Tuesday morning in the shower I was determined to get all of my hair out so that I was not patchy and awful looking. I kept rubbing my hands over my scalp each time my palms were literally covered in hair. I got 90% of the hair out before having to give up and get out of the shower due to nausea, I had to lay down. What is crazy is a few hours later I ran a few errands as if nothing was wrong. I am thankful to say that besides an awful daily throbbing head/neck ache that since Tuesday morning I have felt somewhat good. I was even able to go to the chiropractor twice this week as on top of chemo my back was cinching up so bad by morning from laying in bed that I would have to get up early as the pain of laying down was so bad.
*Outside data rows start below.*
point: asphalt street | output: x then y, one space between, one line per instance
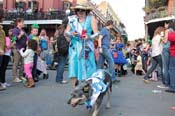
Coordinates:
131 97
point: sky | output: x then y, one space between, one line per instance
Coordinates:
131 14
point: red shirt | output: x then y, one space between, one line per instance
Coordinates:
171 38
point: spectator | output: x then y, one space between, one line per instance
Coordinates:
6 59
156 55
21 39
81 51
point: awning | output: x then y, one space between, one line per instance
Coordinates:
161 19
44 22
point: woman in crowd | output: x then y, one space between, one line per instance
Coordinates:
20 42
156 54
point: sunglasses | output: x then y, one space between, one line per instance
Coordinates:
80 10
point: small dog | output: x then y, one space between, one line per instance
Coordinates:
84 92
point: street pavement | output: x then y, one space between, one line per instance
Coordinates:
131 97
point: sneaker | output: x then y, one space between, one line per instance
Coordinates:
17 80
5 85
162 86
170 90
2 88
146 81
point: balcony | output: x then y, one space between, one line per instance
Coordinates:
59 15
161 12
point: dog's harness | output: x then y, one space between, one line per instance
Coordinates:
98 87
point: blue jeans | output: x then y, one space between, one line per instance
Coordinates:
172 72
166 60
0 60
106 55
155 60
62 59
On Thursday I had to go back to the cancer center for immunotherapy, it took longer than expected but was a much better experience than my last visit. My dad went with me so that Tyler could work and I was able to sit next to one of my new found breasties who just so happens to have the same diagnosis, treatment plan, and oncologist as me. I had my typical blood work done and was told that my white blood cell count was low but just high enough to go through with treatment for the day. I am hoping that I can pull through and not have to have any delays in treatment. I was go go go Thursday after my treatment but the small victories of feeling “normal” really mean the world.


I get asked all the time how I am feeling which is such a loaded question, because honestly I do not know what to say a lot of the time. If you see me in public smiling, laughing, and acting like I am fine, I bet you do not expect me to answer you honestly with the run down of how crappy I am currently feeling and ignoring. I have a new normal, so on the days when I feel good, most people would think they feel awful. My good day is most peoples BAD day. I have constant symptoms, but I am really good at plowing through and ignoring most of them. I feel like I owe it to myself to still take the time to live during the process instead of laying down and waiting for it to all be over.

One thing I am really struggling with is the stress of weight gain, my body is retaining fluids and the steroids when I am feeling good are making me hungry all the time. I am up a solid 6 pounds. I know I know, I have bigger things to worry about, I’m not fat, and blah blah blah. But please consider my perspective, I have spent the last three years of my life working so hard on myself. It has not been easy, the self restraint and tears, failures and victories just to have my life shattered unexpectedly in a matter of moments. The last thing I need is to gain the weight back I have fought so hard to loose on top of loosing my hair AND thinking about the impact of surgery on my body. So today as I sit here and type this… it is absolutely crazy but I am feeling guilty for eating what I have today. I am hoping I can get my feet underneath me so to speak and find a balance.


On Wednesday I am looking forward to picking up my new wig, Thursday is treatment 3 of 4 for AC treatments prior to starting my 12 weekly taxol treatments. It may not seem like it after reading but I am remaining so positive and thankful that I have felt as good as I have because I am well aware that it could be so much worse.